I'm a big fan of the "rifle behind every blade of grass" concept but I don't think for a moment that it wouldn't have been every bit as desperate and bloody as the Eastern Front was.
Re:Uh, no (Score:3, Interesting)
Yeah, I agree with you. I would slice the standing army down to a small professional force tasked primarily with training, operating advanced weapons systems (air defense and artillery) and defending important American outposts that aren't attached to the mainland (Guam, the Mariana's and Hawaii come to mind).
I would keep the Navy largely as is but make it solely responsible for our nuclear deterrent. I don't see the point of keeping around expensive ICBMs that are easily located and destroyed when we can station our nuclear deterrent on submarines that are virtually impossible to locate. The Navy would be our first line of defense (what are the odds that Canada or Mexico invade us?) as well as the last line of defense (the aforementioned nuclear deterrent).
I'm also tempted to say that the Air Force should be folded back into the Army. It was spun off as a separate service because of the notion that strategic bombing alone would win wars. This notion has not been borne out in any of the wars we've ever fought. Boots on the ground win wars. The Air Force exists to ensure those boots fight under friendly skies while the the boots of the enemy don't. Why should it be a separate service? Fold it back in the Army and make it part of the professional force that would be maintained during peacetime.
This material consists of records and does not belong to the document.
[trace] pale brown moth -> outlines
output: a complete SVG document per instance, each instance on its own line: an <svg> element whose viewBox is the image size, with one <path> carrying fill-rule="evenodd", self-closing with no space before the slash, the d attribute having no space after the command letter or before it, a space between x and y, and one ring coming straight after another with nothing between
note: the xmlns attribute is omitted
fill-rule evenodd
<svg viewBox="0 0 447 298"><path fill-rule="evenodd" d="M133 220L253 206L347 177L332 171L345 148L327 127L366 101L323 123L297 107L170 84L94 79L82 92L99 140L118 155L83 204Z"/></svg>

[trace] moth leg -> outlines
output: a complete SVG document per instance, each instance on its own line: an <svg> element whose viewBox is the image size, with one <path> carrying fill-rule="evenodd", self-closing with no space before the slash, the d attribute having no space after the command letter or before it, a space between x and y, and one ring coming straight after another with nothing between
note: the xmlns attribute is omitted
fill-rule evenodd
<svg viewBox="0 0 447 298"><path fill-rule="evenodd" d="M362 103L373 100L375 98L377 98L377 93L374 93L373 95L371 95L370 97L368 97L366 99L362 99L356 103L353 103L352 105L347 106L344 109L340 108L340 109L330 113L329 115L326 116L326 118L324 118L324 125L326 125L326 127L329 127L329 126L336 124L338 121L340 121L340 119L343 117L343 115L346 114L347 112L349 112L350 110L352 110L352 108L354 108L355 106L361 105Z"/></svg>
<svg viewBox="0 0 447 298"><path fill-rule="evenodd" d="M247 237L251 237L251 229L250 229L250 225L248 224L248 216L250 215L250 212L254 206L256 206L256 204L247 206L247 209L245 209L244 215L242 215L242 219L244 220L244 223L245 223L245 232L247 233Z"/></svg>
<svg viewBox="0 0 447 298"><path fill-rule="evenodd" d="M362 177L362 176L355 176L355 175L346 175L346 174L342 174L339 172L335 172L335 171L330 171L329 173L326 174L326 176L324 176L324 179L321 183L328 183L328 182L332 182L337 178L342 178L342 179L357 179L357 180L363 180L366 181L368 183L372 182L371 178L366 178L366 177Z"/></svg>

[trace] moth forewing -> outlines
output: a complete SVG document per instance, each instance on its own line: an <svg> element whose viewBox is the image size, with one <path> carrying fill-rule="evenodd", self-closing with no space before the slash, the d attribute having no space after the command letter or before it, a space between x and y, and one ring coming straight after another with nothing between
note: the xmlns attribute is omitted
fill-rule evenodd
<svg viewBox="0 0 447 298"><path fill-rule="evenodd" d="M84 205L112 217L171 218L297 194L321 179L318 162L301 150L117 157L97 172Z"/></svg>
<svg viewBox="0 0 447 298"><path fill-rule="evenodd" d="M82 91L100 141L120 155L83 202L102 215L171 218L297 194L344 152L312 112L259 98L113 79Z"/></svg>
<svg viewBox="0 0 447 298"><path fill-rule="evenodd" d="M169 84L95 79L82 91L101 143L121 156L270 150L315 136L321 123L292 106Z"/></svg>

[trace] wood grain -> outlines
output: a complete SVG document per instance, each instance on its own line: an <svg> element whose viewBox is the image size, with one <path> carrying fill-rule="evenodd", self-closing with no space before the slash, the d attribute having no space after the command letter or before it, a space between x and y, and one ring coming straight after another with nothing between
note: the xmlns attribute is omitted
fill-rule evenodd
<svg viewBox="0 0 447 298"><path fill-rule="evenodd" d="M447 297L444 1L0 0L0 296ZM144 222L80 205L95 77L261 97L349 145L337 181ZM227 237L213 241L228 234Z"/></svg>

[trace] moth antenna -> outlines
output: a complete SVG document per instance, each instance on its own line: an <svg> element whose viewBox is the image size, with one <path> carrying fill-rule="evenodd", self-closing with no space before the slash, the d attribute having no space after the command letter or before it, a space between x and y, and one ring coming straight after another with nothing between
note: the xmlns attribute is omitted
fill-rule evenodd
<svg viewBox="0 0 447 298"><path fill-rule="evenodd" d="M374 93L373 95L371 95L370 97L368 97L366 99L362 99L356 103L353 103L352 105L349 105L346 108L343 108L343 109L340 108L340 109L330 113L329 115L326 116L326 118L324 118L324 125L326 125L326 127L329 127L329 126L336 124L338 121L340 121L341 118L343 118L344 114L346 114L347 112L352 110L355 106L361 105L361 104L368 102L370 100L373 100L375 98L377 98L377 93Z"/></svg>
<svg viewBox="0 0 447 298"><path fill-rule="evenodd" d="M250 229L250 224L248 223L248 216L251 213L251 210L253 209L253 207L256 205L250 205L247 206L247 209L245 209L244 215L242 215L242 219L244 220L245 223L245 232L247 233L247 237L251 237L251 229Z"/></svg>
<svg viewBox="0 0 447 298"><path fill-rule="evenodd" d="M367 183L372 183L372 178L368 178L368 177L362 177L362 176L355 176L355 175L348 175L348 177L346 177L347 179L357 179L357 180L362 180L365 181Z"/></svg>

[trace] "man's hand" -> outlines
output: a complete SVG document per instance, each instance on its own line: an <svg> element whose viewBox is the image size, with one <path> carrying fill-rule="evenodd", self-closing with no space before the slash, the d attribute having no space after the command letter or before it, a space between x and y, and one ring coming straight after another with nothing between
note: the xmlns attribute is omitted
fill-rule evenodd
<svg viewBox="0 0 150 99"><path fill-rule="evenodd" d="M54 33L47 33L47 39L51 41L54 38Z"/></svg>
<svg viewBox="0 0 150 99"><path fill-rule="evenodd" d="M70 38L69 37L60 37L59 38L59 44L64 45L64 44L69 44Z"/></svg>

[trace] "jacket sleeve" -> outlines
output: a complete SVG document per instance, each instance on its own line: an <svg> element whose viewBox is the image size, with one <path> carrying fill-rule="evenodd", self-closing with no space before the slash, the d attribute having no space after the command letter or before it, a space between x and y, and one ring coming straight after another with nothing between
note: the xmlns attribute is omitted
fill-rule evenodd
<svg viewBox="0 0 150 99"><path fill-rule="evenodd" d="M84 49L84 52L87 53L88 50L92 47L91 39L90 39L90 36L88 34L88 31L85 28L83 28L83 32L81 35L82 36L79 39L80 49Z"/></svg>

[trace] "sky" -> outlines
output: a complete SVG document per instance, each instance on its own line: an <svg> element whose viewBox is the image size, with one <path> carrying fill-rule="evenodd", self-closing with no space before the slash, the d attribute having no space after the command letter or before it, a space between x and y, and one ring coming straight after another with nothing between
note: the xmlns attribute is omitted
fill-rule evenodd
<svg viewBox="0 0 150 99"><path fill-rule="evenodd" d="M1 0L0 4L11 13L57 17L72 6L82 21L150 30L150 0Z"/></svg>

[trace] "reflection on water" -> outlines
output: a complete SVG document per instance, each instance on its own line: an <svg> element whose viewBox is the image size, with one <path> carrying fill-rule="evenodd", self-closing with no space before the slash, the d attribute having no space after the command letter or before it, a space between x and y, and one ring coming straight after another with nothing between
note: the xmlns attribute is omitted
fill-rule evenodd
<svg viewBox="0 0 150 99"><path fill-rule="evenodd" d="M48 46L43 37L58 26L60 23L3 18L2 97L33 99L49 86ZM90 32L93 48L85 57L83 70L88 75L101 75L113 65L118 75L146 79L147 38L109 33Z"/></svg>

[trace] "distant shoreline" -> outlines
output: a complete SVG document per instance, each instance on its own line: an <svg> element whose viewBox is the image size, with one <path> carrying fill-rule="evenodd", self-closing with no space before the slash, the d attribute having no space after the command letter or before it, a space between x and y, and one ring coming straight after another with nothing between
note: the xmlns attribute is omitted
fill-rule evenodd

The rest of our defense would fall to the organized militia (National Guard and State Defense Forces) and unorganized militia (everybody else) if the shit hit the fan. I would also advocate withdrawing from the world and letting them pay for their own national defense. We'll get involved in their disputes when and if those disputes pose a clear and present threat to the national security of the United States.